4. Do something similar. We learn by copying others. Copy and replicate the style of an artist or a text from a great writer. See what you can assimilate from there. Starting from what already exists, you can create something new. Few things in this world are truly original.

5. Do something different. If you’re a designer, write a text (I’m providing an example right now). If you’re a writer, a journalist, for instance, create drawings. If you’re a professional in the exact sciences, paint pictures. Explore a less familiar territory in your daily life.

6. Change your environment. Break the monotony of your surroundings by changing the place where you usually work. If it’s at home, try moving to a different room for a while. If your activity is in an office, find another room or desk. Go to a library. Step into a bookstore. Remember, you don’t have to enter a café just to have coffee.

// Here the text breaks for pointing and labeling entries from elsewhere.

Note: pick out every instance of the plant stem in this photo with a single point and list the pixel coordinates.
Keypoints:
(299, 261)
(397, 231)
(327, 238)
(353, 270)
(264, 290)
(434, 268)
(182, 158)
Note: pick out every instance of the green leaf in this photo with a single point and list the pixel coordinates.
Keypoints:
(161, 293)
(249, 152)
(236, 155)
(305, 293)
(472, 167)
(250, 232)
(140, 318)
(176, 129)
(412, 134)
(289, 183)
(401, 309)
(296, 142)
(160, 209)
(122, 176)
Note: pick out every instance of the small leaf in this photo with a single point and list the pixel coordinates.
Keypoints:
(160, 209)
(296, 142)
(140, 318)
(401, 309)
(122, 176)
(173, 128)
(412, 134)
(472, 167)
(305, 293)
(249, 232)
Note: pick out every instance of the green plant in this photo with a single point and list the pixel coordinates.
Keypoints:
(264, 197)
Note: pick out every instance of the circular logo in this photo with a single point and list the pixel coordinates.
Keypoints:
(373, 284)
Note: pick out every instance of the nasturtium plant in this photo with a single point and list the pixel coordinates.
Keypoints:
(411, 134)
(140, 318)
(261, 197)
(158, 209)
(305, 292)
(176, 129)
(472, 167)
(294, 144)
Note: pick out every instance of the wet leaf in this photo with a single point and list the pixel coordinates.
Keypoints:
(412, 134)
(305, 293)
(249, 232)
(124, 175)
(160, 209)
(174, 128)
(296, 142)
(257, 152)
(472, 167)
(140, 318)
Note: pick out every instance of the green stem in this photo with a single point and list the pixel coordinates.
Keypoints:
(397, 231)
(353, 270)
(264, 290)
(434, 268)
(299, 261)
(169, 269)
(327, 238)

7. Brainstorming. This is already a well-known method for generating ideas. But it works. Just jot down everything that comes to mind, without censorship, without filtering or refining the sketch. Anything goes here. Just knowing that much of what you do will be discarded and thrown away already relieves a lot of pressure to create and produce something final.

8. Keep calm. We live in a world of inputs – there’s so much information entering our heads all the time through WhatsApp, the internet, emails, TV, music, newspapers, advertisements, you name it. It can be overwhelming to find space for creative thinking. That’s why I occasionally disconnect from it all, take a break from the outside world, and meditate in my own inner world. Half an hour of silence is worth its weight in gold.

All of this ends up being actions that, in some way, nourish our brains. Images take shape. We feel inspired. It’s the time when we are finally ready to be brilliant and create something memorable.

The bad news is that we are not Michelangelo.